You know your child best. Don’t go over their head with too much info. Start by laying a foundation of the subject first. Let their curiosity dictate where you go next.
When their eyes start glazing over and you know you lost them, it’s past time to stop the chat. Have a goal in mind when you start the conversation. If you reach it and they aren’t asking questions, stop. You can always have more conversations later.
2. Don’t Let it Get Political
Politics and cannabis might seem like they are intertwined in society, but they don’t have to be.
When you’re talking to your children, their ideas on hot-button topics come from you. Cannabis is controversial enough. Bringing politics to the subject makes it even more difficult for them to understand the facts.
Stick with factual data, such as the difference between CBD versus cannabis versus marijuana. Let them know where cannabis is legal and what the types of legal statuses are. Arm yourself with facts about the legalities of each state from sites like Veriheal.
You can add your stance on the plant and talk to them about why you do or don’t agree with it. But remind them that they’ll be able to make their own informed choices when they’re old enough.
3. Be Open to Their Thoughts
When you encourage an open line of communication, sometimes what you hear isn’t what you expected. Sometimes, it’s not even what you wanted to know.

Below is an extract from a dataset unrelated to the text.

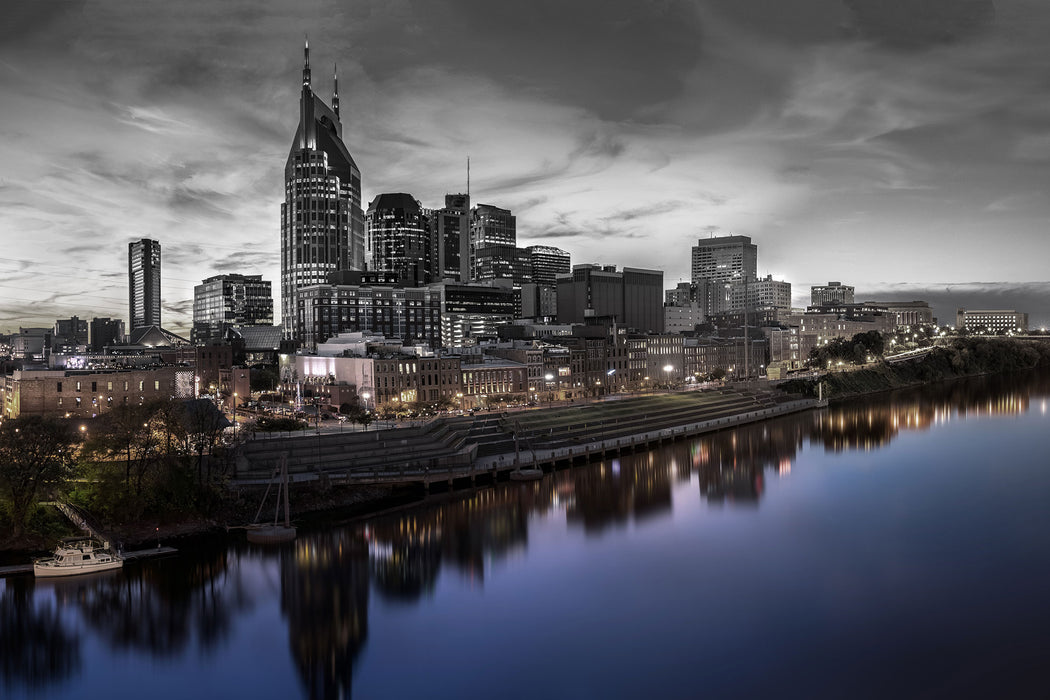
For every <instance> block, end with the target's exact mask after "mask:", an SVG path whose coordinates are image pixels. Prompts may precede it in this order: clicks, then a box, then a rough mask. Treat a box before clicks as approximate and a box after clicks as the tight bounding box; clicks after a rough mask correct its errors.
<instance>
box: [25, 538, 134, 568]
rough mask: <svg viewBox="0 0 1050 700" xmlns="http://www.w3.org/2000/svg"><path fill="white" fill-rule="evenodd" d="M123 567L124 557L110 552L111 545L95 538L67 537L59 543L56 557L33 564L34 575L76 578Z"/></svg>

Your child may already have been introduced to pot, weed, or whatever it’s called in their group. It’s possible that they’ve already tried it. You won’t know this if you aren’t an open listener.

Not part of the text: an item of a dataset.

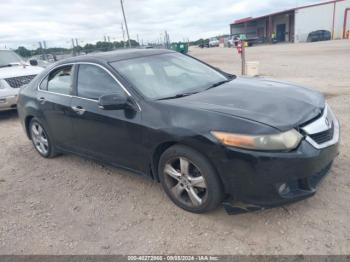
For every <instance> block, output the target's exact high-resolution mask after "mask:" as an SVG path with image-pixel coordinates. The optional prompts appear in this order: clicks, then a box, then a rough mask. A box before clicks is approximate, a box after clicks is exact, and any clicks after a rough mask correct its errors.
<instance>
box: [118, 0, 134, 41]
mask: <svg viewBox="0 0 350 262" xmlns="http://www.w3.org/2000/svg"><path fill="white" fill-rule="evenodd" d="M120 5H121V6H122V12H123V17H124V24H125V29H126V35H127V36H128V42H129V47H130V48H131V42H130V36H129V29H128V24H127V23H126V17H125V12H124V5H123V0H120Z"/></svg>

Create a parenting atmosphere where your child feels safe coming to you. This isn’t just about the cannabis conversation.
For instance, some parents frequently yell at their kids or punish them for being honest when it’s not what the parent agrees with. Those kids will be less likely to be real with their parents about what they know about marijuana.
It’s essential that you start having age-appropriate discussions with your children early. But as you have tweens and teens, the cannabis talk is a must-do, even if you haven’t set the stage before.
As you’re talking, make sure you’re also encouraging questions and shared thoughts. Don’t judge your child, even if they’ve made mistakes or have ideas you don’t agree with.
Any time they’re interested in starting a conversation about hard topics, try to make yourself available. If you can’t at the moment because you’re busy, let them know that you are interested and want to talk when you’re not distracted.
No matter what you do, try to stay neutral or avoid intense feelings about the subject. This teaches your child that they should at least pretend to feel the same way you do instead of expressing their honest thoughts.
As a parent, we all do hard things. Having a cannabis conversation is one of the responsibilities on your shoulders.
It doesn’t have to be hard; it can even be eye-opening and bond-building. Use these tips to learn how to talk to your child about cannabis and other hard topics.